Partnership between Defense and Homeland Security departments solid, says official
Pentagon’s homeland security chief says the relationship with the Homeland Security has improved.
The relationship between the Homeland Security and Defense departments has never been healthier, a top Pentagon official said Tuesday.
Since Homeland Security Secretary Michael Chertoff was sworn in as the second head of the blended agency, a great deal has changed in the organizations' ability to work with each other, such as improved communications and the ability to perform security functions, according to Paul McHale, assistant Defense secretary for homeland defense.
"A lot of it is for the better," McHale said at a Defense Writer's Group. "I am very confident that the working relationship between the Defense Department and the Department of Homeland Security is precisely where it needs to be in terms of attitude."
McHale said the link between Defense and Homeland Security was strained at times under its previous leader, Tom Ridge, but is now "improving every day."

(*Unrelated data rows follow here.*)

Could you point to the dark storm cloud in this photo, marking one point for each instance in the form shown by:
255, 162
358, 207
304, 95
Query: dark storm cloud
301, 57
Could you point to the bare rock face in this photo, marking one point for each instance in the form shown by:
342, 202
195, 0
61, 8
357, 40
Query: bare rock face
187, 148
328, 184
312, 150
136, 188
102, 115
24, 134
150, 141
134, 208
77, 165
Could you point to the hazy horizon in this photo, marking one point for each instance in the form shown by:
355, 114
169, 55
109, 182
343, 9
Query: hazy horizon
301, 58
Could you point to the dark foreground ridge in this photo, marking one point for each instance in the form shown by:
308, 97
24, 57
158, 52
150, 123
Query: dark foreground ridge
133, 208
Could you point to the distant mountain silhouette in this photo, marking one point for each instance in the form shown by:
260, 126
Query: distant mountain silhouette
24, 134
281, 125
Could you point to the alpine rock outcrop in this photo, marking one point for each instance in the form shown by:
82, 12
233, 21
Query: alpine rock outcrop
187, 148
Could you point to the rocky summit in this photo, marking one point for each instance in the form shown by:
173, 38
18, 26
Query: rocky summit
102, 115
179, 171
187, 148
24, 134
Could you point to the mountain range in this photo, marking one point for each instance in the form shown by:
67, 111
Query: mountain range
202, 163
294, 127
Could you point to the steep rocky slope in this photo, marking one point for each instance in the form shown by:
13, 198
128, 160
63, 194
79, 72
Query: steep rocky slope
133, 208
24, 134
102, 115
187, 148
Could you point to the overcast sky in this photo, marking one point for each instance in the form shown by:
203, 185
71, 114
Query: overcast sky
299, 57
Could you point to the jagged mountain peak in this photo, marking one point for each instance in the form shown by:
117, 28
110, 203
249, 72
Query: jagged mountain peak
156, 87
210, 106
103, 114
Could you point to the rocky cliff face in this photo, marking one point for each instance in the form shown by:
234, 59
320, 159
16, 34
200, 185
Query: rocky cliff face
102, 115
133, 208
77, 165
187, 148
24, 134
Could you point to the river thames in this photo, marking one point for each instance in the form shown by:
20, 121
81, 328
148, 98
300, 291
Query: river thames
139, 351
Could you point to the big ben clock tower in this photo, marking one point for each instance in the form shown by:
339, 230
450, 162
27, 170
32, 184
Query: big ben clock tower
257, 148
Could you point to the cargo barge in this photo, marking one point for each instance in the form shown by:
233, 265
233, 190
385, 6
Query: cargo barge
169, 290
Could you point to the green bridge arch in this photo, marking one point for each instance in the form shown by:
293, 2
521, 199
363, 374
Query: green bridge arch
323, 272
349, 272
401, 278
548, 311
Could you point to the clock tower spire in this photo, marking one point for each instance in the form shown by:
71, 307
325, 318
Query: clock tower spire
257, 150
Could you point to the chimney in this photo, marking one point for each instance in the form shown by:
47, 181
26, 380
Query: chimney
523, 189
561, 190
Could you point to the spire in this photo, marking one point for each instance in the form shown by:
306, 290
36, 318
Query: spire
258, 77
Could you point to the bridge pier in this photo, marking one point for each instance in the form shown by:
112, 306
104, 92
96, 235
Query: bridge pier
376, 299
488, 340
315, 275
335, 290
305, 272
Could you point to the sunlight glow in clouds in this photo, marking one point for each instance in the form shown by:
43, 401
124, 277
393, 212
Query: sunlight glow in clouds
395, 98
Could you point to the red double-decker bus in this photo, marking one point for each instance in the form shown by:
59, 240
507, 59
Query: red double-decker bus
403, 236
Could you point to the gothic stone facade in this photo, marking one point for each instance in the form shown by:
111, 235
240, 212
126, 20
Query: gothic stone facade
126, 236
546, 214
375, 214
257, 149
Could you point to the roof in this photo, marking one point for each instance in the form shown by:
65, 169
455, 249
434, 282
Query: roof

Fifty-five of McHale's full-time staffers are assigned solely to working with Homeland Security, and a memorandum of understanding institutionalizing the relationship early in Chertoff's tenure helped solidify the departments' ability to share information and conduct security operations, McHale said.
McHale, a former member of Congress, oversees Defense's Northern Command, the office that oversees the consolidated homeland defense and security operations for the military. He also serves as a liaison between the Defense and Homeland Security departments.
The Strategy for Homeland Defense and Civil Support, a report being prepared by McHale's office, will call for the creation of an active, layered national defense, is in its final stages McHale said. According to a spokesman, leadership changes within the Pentagon have kept the document from officially being released.
Steps to improve the agencies' ability to communicate with each other have been taken McHale said, and agencies - particularly those dealing with air defense like the Federal Aviation Administration and the North American Aerospace Defense Command - have recently shown that they can work with each other.
"We are by no means fully prepared, but we have improved," McHale said of the agencies' capability to communicate.